Wednesday, November 08, 2006

The Ocean is Ferocious Beast

I had my first day of surfing today. Harder than it looks. and I didn't love it. Though I am holding final judgement until I have as much success as failure. I cannot say that I discovered I disliked surfing but rather that I discovered I dislike being pommeled by waves. The ocean is so powerful - each time I started out towards the breaking water I kept thinking how futile it is to fight a wave. How foolish I am to do anything other than what the ocean wants. And it seems the ocean wants to kill me. Roll me around it its salt-water mouth, slap my board into my face, instil a sense of panic and disorientation, and then spit me out waterlogged and cursing onto the beach. With any luck on a collection of beached blue bottle jellies to boot. I felt like a duck out of water, or perhaps more appropriately, like a Kansan in the ocean. What an impediment it turns out to have grown up in a land locked state. The only other time I can remember swimming with serious ocean waves, I was 6, in Florida, and once one went over my head and I spent the rest of the day looking for hidden treasure in the sand.

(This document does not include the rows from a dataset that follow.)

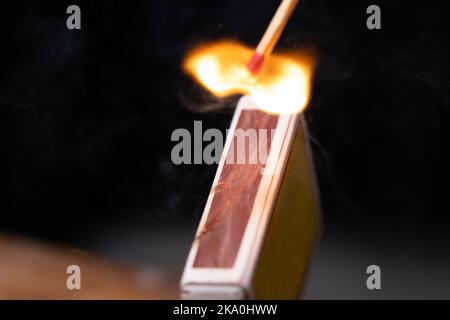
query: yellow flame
[183,41,313,113]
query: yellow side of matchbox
[253,117,320,299]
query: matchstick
[181,96,320,299]
[247,0,298,75]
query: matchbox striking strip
[181,97,318,299]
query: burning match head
[247,52,264,76]
[183,41,314,113]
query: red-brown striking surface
[194,110,278,268]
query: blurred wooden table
[0,234,179,299]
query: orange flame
[183,41,313,113]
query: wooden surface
[0,234,178,299]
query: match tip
[247,53,264,75]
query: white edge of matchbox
[181,96,301,299]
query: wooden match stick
[247,0,298,75]
[181,96,320,299]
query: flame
[183,41,313,113]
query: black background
[0,0,450,298]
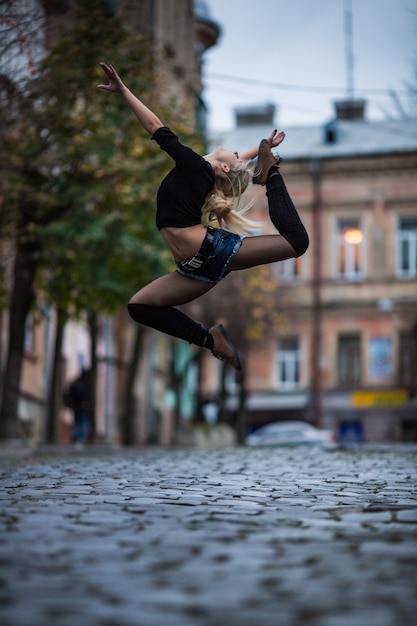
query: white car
[245,421,336,448]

But as I think about surfing, and inevitably about how my reaction to it reflects my deep-set flaws and shortcomings, I have decided to push on. Pony up.

As I said to Jacob's dad - I need to figure out how to not fight the waves. Learn instead to intermingle my fate with the waves' so as to share in a common destiny.

I don't know what that means really - but it sounds very Zen.

Plus I need to paddle harder.
It only sucks because I am doing it wrong.